Picard went in there and sat down in his chair with profound relief, touching the screen to bring up the log extracts. Riker had come quietly in behind him; the door shut.
Picard looked up and smiled briefly. “Nervous, Number One? You’ve got the right one, never fear.”
Riker grinned briefly as well, but his eyes were somber. “You were very lucky, Captain,” he said quietly.
Picard shrugged at him. “Now what was I supposed to have done? I did what was required of me. As you did; as we’ve both done a thousand times before and will keep doing. But when we get home”—he touched the screen again to page down—“Troi and La Forge are due for a couple of more commendations. They both comported themselves with great courage and panache. Mr. La Forge in particular suffered a great deal to obtain the information we’re now processing.”
“There’s a problem with that, Captain.” Picard looked at Riker sharply. “It’s the ‘when’ in ‘when we get home.’ Do you know that that vessel has all our threat routines?”
“I had assumed it. You’ll have been preparing counter-measures, I know.”
“Yes, Captain. But there’s always the off chance that we will not make it home. Or that we will and will be destroyed on our side of things. In that case, we have an overriding responsibility to make sure that this information gets back to Starfleet Command, one way or another.”
“I agree, Number One. Though I very much hope these people will not be so foolish as to destroy us here. Since it would in the long run doom this whole area of space.” Picard frowned.

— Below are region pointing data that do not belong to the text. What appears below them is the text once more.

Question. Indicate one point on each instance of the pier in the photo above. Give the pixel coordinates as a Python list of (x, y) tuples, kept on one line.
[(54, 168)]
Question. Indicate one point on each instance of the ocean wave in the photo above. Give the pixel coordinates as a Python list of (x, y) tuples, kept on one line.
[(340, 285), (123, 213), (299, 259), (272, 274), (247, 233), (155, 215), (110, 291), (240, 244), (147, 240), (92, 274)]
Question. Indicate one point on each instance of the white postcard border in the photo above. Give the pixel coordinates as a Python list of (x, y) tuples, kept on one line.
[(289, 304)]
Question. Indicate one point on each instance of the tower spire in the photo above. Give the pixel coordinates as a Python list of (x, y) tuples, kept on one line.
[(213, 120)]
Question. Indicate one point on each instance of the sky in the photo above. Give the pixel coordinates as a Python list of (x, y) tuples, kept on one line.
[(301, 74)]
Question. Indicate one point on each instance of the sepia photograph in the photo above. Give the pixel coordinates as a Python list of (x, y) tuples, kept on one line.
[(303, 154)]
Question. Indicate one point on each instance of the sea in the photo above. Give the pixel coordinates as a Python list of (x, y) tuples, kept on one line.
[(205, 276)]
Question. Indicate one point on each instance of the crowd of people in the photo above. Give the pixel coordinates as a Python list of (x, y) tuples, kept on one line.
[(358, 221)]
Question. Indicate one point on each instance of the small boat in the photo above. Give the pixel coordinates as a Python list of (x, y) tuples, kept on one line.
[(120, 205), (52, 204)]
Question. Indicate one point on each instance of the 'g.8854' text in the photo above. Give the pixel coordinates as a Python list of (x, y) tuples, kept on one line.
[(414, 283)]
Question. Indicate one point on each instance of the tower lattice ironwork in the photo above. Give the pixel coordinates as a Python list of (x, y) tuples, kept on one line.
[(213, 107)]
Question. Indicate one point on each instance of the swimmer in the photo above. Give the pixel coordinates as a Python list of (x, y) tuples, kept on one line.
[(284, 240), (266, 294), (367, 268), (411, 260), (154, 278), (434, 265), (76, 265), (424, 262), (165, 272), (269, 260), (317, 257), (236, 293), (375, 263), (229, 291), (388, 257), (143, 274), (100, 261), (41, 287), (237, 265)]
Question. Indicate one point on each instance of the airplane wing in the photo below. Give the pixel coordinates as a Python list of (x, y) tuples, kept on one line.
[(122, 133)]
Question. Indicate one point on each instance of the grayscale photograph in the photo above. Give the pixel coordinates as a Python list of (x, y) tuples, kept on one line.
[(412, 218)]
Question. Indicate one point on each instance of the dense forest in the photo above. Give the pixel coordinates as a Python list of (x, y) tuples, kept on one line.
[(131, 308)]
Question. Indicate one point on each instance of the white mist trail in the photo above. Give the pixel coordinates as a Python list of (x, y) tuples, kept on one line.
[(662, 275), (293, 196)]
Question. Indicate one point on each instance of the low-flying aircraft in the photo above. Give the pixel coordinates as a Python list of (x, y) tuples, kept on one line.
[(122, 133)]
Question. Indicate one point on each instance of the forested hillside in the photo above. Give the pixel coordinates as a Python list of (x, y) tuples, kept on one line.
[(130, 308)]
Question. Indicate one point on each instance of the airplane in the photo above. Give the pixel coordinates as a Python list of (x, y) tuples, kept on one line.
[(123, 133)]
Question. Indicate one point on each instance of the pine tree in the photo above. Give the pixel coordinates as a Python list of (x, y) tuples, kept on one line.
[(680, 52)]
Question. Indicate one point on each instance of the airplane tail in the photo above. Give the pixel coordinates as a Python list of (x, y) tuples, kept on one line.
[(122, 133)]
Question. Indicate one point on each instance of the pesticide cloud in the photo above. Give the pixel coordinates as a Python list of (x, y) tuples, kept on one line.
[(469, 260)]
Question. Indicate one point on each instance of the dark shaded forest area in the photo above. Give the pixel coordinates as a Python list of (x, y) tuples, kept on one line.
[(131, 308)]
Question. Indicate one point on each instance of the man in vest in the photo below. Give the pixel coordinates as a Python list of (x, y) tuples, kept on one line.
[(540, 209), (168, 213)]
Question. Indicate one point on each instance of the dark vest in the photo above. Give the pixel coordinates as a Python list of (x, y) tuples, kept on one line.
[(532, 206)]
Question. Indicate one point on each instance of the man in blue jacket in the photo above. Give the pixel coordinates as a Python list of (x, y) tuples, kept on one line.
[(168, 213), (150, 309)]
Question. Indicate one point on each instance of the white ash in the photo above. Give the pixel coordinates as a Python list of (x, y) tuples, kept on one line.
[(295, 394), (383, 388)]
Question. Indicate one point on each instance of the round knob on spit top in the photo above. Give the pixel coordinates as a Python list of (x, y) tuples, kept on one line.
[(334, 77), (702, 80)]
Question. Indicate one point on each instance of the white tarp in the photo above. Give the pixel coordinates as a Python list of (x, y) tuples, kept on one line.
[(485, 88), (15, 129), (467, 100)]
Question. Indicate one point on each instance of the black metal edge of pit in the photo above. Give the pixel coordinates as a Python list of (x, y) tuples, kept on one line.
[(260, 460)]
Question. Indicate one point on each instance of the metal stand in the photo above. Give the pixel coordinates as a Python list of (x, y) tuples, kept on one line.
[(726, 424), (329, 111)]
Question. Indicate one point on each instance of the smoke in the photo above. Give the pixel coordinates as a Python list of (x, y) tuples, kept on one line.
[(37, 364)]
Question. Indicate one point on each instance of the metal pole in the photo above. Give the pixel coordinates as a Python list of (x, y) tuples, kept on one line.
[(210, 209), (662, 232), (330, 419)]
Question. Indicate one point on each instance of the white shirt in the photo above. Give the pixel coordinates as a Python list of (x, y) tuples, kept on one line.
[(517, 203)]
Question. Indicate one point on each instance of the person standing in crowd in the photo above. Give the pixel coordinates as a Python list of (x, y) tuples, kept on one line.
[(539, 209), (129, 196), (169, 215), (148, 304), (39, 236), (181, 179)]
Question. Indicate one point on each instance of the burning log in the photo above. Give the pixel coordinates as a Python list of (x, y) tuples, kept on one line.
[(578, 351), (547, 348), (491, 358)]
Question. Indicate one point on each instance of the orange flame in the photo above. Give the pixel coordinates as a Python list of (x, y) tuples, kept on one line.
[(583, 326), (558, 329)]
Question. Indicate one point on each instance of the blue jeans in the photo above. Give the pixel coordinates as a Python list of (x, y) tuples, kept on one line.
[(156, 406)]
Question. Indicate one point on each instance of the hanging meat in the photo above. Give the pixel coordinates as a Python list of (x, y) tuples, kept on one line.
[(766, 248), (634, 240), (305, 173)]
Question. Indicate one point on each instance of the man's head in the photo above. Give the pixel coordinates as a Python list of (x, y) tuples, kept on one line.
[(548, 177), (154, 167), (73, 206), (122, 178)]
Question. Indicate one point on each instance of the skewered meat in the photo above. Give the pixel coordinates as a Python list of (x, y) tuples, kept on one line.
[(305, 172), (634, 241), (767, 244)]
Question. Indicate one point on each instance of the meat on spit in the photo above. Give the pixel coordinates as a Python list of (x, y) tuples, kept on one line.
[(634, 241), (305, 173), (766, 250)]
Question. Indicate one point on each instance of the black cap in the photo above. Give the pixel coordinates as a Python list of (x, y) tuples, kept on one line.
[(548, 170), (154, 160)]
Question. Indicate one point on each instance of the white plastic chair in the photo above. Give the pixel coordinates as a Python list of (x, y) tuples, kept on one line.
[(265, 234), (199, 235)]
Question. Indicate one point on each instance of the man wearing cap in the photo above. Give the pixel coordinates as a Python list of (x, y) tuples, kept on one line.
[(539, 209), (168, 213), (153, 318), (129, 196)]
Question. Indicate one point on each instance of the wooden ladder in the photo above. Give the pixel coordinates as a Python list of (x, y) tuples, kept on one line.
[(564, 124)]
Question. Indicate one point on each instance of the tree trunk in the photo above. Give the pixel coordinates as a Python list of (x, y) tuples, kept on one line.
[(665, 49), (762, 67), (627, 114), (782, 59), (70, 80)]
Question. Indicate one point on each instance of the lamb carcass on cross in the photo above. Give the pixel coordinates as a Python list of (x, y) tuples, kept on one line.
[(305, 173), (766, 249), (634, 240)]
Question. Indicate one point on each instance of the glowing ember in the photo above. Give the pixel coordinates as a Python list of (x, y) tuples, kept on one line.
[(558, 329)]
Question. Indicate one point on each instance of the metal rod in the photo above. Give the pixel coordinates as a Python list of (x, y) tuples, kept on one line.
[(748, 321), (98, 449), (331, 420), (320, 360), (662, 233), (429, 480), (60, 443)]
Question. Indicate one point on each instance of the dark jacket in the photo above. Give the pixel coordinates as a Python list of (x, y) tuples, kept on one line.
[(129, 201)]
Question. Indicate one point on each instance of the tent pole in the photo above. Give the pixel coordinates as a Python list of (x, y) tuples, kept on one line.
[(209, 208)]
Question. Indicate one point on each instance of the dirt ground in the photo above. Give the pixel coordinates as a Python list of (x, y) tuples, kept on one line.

“Though I would not lay great odds, I grant you, on them caring much about the long run.”
“Neither would I. There’s also a question of power requirements for that device. As presently installing, we may not be able to successfully support it. Eight hundred terawatts is a big fraction of our power output… and it may not be possible to get the thing to work without draining power from every nonessential system in the ship, and some essential ones. We might find that we simply can’t get out. In which case something else must.”
Picard nodded. “Go on.”
“Commander Hwiii tells me that he thinks the device can be used at much lower power to push something from our ship—a probe, for example—back home into our own universe. I think we should load all the information we have about what’s happened, this device, and the threat these people pose, into a probe and have it ready to send ahead of us if we can’t get home. Starfleet has to be warned.”
It was a problem that Picard had been turning over in his mind; he was glad to hear that there was at least this much of a solution to it “Very well, make it so. It will, of course, then be our duty—should it come to that—to fight enough of a holding action so that probe can get away. Destroying ourselves, if necessary, to guarantee its escape.”
“And the other ship?”
Picard looked up at Riker thoughtfully. “I confess to curiosity, about what would happen if one Galaxy-class starship rammed another broadside.”
“The other ship is closer to Dreadnought-class. Not a close comparison.”
“Pedant,” Picard said mildly, and went on reading his logs. “But it can’t be allowed to follow the probe over… can it, Number One?”
Riker shook his head.
“Better have Mr. Data get started on the probe,” Picard said. “And get a projection from Mr. La Forge on when he’ll have the inclusion device ready for testing.”